Is AI making knowledge work harder, not easier?
We think yes, and here's why.
When our team at illumi started to fully embrace AI, there were many days we were all overwhelmed. We were pumped, energized, but our brains couldn't catch up with the knowledge we needed to understand what we were actually building. Execution got cheap overnight but comprehension didn't keep up.
HBR recently called it brain fry, and it matched exactly what we felt. (and you can read here to see who got the most serious brain fry)
What made it harder was that everyone on our team comes from very different backgrounds, each holding different specialties. We needed each other's expertise to make our AI outputs useful, but even sharing practices across roles wasn't easy. The knowledge existed across the team; it just wasn't moving between people the way it needed to.

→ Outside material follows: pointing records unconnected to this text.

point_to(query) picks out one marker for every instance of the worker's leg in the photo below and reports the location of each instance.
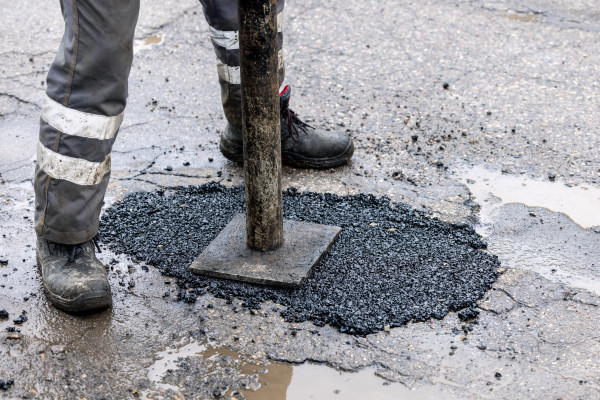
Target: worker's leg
(301, 145)
(81, 114)
(223, 24)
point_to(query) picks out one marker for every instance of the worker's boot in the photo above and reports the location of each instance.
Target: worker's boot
(302, 145)
(73, 278)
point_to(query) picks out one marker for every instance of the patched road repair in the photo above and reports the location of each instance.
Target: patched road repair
(476, 147)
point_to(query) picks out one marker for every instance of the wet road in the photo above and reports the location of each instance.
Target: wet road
(480, 112)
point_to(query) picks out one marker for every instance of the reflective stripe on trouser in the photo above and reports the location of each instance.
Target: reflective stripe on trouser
(82, 112)
(223, 25)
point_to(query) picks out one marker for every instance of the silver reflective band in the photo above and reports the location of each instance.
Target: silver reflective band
(230, 39)
(232, 74)
(79, 123)
(76, 170)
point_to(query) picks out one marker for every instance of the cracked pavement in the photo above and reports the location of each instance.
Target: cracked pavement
(430, 91)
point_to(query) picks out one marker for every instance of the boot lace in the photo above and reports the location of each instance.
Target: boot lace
(293, 122)
(77, 248)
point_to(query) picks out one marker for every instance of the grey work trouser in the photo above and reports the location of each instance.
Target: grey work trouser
(84, 103)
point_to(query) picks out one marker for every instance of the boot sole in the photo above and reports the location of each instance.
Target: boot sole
(297, 161)
(93, 301)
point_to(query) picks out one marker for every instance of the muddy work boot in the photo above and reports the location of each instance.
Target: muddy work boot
(302, 146)
(74, 279)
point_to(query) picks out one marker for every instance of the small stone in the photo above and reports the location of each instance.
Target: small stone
(13, 336)
(57, 349)
(5, 385)
(22, 319)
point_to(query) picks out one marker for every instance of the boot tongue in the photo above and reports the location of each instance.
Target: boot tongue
(284, 97)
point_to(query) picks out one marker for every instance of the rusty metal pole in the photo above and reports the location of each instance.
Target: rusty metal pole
(260, 123)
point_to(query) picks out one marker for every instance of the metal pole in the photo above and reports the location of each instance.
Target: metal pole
(260, 123)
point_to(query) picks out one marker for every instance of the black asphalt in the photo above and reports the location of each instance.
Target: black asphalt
(390, 265)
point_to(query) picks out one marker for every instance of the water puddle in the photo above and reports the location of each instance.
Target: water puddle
(540, 226)
(580, 203)
(273, 380)
(147, 43)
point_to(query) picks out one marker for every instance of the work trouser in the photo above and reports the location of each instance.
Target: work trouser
(84, 103)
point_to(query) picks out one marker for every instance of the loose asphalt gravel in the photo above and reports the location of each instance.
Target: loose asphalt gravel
(390, 265)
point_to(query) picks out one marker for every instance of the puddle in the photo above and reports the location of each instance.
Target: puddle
(147, 43)
(275, 380)
(539, 226)
(580, 203)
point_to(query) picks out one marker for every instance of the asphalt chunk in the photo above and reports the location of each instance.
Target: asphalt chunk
(390, 265)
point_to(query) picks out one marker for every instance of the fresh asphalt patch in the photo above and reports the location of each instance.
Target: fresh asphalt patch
(391, 264)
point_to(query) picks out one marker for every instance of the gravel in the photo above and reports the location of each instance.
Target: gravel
(390, 265)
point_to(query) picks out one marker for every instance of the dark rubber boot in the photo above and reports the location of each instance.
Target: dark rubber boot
(302, 146)
(74, 279)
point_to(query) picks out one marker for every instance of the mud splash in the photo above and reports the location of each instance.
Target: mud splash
(241, 377)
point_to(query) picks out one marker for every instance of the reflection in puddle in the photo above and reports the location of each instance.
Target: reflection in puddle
(555, 243)
(276, 380)
(580, 203)
(147, 43)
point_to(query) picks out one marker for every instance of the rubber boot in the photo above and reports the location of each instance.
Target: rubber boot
(302, 145)
(73, 278)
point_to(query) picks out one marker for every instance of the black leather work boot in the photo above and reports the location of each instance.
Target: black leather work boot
(73, 278)
(302, 146)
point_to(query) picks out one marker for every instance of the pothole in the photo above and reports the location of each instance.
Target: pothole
(390, 265)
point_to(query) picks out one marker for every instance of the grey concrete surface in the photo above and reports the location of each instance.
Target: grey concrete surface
(432, 92)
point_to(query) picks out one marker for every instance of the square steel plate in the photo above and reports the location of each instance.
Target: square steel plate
(228, 256)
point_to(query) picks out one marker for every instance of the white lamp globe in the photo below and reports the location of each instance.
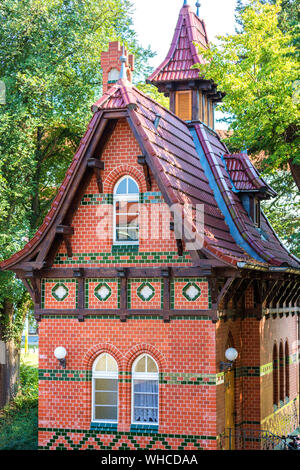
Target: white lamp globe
(231, 354)
(60, 352)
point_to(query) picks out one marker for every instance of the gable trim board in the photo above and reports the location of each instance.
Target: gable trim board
(233, 230)
(171, 154)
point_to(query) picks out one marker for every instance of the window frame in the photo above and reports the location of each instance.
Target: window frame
(144, 376)
(126, 198)
(104, 375)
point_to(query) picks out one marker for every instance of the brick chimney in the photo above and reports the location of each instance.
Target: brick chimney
(111, 64)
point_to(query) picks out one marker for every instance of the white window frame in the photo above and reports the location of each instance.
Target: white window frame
(144, 376)
(104, 375)
(126, 198)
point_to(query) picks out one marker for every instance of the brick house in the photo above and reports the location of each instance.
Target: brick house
(154, 259)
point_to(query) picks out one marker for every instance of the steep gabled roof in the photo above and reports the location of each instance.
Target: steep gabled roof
(263, 242)
(174, 152)
(183, 53)
(244, 176)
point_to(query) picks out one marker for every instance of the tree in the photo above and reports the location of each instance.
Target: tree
(259, 72)
(50, 54)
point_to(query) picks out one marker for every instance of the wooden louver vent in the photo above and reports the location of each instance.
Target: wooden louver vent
(184, 105)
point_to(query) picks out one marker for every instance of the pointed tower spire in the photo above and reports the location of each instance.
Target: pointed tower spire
(192, 97)
(123, 60)
(113, 67)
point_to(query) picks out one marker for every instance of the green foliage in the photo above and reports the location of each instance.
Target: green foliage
(50, 54)
(153, 93)
(18, 421)
(283, 211)
(258, 69)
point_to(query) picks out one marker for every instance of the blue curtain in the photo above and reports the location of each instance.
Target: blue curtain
(146, 401)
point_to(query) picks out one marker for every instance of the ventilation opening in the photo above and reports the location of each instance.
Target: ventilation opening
(184, 105)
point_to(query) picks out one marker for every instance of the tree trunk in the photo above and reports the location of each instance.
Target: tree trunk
(295, 170)
(9, 371)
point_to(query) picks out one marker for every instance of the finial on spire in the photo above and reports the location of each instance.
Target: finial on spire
(123, 60)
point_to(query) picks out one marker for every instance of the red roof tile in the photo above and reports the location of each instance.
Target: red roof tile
(272, 250)
(179, 173)
(183, 53)
(244, 175)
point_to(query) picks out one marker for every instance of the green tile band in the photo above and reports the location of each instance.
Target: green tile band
(58, 283)
(134, 437)
(143, 282)
(188, 282)
(168, 378)
(131, 317)
(107, 198)
(100, 283)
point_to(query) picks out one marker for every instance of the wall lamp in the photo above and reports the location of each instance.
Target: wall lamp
(231, 355)
(60, 354)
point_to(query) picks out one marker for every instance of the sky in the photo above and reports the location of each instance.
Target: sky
(155, 22)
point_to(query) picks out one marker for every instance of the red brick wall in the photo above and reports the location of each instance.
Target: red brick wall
(120, 158)
(180, 347)
(254, 341)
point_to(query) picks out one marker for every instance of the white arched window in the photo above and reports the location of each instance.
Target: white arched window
(126, 214)
(105, 389)
(145, 378)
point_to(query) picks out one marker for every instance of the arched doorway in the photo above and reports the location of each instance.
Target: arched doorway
(229, 383)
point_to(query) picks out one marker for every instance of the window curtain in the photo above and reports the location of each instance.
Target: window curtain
(146, 401)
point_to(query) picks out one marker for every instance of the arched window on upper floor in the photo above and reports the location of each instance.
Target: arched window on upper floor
(287, 370)
(105, 389)
(126, 212)
(145, 391)
(281, 373)
(275, 375)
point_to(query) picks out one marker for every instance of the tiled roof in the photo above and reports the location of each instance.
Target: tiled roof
(271, 250)
(244, 175)
(177, 168)
(183, 53)
(44, 228)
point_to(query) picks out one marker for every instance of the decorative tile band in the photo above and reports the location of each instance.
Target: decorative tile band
(96, 199)
(107, 198)
(179, 378)
(65, 375)
(132, 317)
(62, 439)
(58, 283)
(102, 290)
(168, 378)
(126, 257)
(148, 284)
(188, 283)
(266, 369)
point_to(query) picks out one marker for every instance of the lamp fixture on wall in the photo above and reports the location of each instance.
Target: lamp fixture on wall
(60, 354)
(231, 355)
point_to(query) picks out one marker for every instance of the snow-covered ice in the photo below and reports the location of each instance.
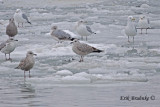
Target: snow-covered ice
(58, 78)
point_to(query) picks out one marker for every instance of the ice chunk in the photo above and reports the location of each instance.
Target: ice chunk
(64, 73)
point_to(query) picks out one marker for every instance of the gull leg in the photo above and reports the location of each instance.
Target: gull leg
(128, 39)
(10, 58)
(146, 31)
(81, 59)
(24, 75)
(29, 74)
(5, 57)
(81, 37)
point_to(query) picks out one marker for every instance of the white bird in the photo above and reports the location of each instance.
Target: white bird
(143, 23)
(130, 29)
(11, 29)
(60, 35)
(7, 47)
(83, 49)
(83, 30)
(20, 17)
(27, 63)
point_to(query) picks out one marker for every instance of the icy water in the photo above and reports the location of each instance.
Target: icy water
(59, 80)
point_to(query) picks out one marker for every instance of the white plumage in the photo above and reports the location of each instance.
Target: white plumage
(7, 47)
(27, 63)
(143, 23)
(130, 29)
(20, 17)
(83, 30)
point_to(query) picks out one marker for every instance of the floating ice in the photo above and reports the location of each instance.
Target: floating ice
(64, 73)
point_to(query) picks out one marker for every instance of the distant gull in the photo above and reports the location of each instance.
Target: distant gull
(27, 63)
(60, 35)
(11, 29)
(7, 47)
(83, 49)
(83, 30)
(20, 17)
(130, 29)
(143, 23)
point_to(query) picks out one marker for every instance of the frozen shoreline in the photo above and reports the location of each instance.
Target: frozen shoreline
(45, 3)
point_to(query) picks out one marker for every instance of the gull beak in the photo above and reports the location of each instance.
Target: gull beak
(85, 22)
(35, 54)
(133, 19)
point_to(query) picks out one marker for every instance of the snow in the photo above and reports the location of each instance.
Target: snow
(64, 73)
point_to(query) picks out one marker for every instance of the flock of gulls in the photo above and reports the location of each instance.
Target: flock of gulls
(59, 35)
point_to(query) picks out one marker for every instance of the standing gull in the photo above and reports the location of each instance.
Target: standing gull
(83, 49)
(60, 35)
(27, 63)
(130, 29)
(7, 47)
(11, 29)
(20, 17)
(143, 23)
(83, 30)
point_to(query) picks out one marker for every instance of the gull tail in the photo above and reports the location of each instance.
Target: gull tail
(94, 33)
(72, 39)
(18, 67)
(29, 22)
(97, 50)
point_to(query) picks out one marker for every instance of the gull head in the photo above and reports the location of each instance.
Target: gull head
(75, 41)
(11, 40)
(82, 22)
(54, 28)
(18, 11)
(30, 53)
(11, 20)
(142, 17)
(131, 18)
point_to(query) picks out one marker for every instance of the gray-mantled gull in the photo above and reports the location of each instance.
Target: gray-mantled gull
(83, 49)
(20, 17)
(7, 47)
(11, 29)
(130, 29)
(143, 23)
(60, 35)
(27, 63)
(83, 30)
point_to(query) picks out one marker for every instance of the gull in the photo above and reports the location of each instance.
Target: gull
(7, 47)
(11, 29)
(143, 23)
(83, 30)
(27, 63)
(83, 49)
(60, 35)
(130, 29)
(20, 17)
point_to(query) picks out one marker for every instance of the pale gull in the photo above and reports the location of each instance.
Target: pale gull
(83, 30)
(130, 29)
(60, 35)
(27, 63)
(143, 23)
(11, 29)
(7, 47)
(20, 17)
(83, 49)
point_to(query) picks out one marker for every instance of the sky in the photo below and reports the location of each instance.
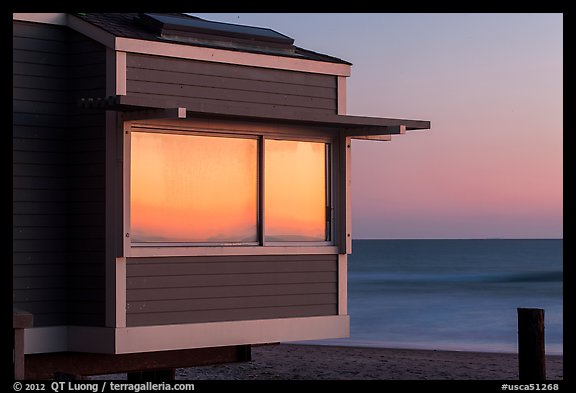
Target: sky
(492, 87)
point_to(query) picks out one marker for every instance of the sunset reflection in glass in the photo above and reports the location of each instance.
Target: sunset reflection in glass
(295, 191)
(191, 188)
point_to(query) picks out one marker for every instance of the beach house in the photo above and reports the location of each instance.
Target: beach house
(181, 191)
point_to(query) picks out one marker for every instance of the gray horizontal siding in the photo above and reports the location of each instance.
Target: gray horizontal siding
(58, 176)
(40, 111)
(174, 290)
(180, 81)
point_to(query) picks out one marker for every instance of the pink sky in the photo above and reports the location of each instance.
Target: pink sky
(492, 86)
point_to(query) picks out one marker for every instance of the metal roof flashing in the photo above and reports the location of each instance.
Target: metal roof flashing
(183, 29)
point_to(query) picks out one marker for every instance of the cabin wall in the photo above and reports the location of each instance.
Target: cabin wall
(179, 82)
(177, 290)
(58, 169)
(87, 144)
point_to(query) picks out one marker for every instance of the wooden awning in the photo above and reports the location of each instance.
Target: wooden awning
(361, 127)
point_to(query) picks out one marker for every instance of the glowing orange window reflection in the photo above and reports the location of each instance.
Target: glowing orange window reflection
(190, 188)
(295, 191)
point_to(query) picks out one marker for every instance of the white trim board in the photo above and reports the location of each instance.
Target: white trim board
(184, 336)
(217, 334)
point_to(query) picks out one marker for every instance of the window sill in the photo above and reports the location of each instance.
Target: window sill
(148, 251)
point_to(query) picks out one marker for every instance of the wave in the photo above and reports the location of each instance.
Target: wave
(538, 276)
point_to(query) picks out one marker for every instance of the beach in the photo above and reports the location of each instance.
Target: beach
(323, 362)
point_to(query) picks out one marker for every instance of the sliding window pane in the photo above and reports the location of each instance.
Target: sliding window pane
(190, 188)
(295, 191)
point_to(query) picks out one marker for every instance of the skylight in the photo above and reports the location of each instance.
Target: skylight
(187, 26)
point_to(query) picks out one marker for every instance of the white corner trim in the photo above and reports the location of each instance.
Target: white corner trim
(120, 297)
(44, 17)
(120, 73)
(231, 57)
(341, 95)
(342, 284)
(216, 334)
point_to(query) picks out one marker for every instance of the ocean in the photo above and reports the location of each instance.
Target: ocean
(452, 294)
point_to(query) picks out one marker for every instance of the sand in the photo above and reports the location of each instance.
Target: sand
(321, 362)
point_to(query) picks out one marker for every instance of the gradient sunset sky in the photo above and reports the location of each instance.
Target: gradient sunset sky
(492, 86)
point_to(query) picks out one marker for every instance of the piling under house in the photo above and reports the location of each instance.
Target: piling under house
(180, 187)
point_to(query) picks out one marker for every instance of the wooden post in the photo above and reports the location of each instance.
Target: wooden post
(531, 352)
(20, 321)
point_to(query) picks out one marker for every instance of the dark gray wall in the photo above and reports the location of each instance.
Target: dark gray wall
(58, 176)
(174, 290)
(180, 81)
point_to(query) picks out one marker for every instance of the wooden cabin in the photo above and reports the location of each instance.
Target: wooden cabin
(181, 187)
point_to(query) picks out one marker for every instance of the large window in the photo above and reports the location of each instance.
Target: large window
(192, 189)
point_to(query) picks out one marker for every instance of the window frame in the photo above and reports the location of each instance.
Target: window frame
(261, 246)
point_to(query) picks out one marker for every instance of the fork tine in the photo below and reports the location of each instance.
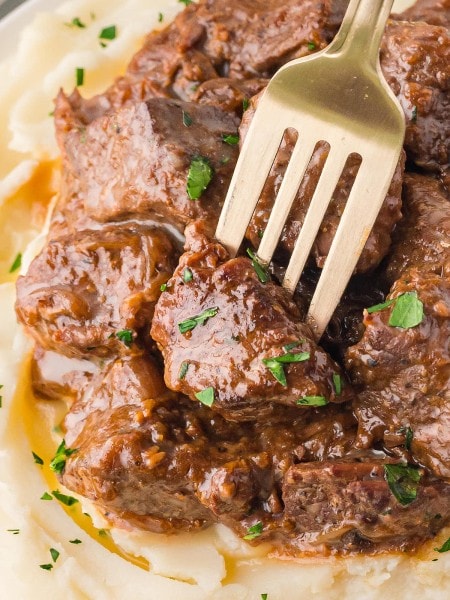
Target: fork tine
(301, 155)
(364, 202)
(248, 180)
(326, 185)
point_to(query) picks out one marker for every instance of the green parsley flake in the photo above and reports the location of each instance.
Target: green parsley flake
(260, 270)
(125, 336)
(183, 370)
(254, 531)
(187, 119)
(206, 396)
(17, 263)
(59, 461)
(79, 76)
(37, 459)
(275, 364)
(192, 322)
(199, 176)
(187, 275)
(230, 139)
(407, 312)
(76, 22)
(108, 33)
(337, 382)
(378, 307)
(445, 547)
(312, 401)
(54, 554)
(403, 481)
(64, 499)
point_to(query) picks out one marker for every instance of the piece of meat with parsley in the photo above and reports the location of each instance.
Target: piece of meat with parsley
(237, 343)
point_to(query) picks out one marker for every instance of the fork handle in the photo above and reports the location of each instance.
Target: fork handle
(361, 30)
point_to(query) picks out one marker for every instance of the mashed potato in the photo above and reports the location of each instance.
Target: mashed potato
(94, 563)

We think this is the deeper problem most teams aren't talking about. AI is only as useful as the knowledge you feed it, and in most teams that knowledge is scattered across different people, roles, and tools with no shared layer holding it together.
We're curious: is your team feeling this, and what are you doing about it?


Replies
I can share my own experience - starting with agents for coding felt very promising, so I went all in. Within a week I was fully exhausted because of the huge amount of code I needed to review and approve. If something fell outside my understanding, the uncertainty would increase, making new pieces even harder to comprehend. I had to stop and rewrite most of what was produced that week. For the rewrite, I needed to have a talk with the team members and significantly tighten our understanding of the business rules and requirements.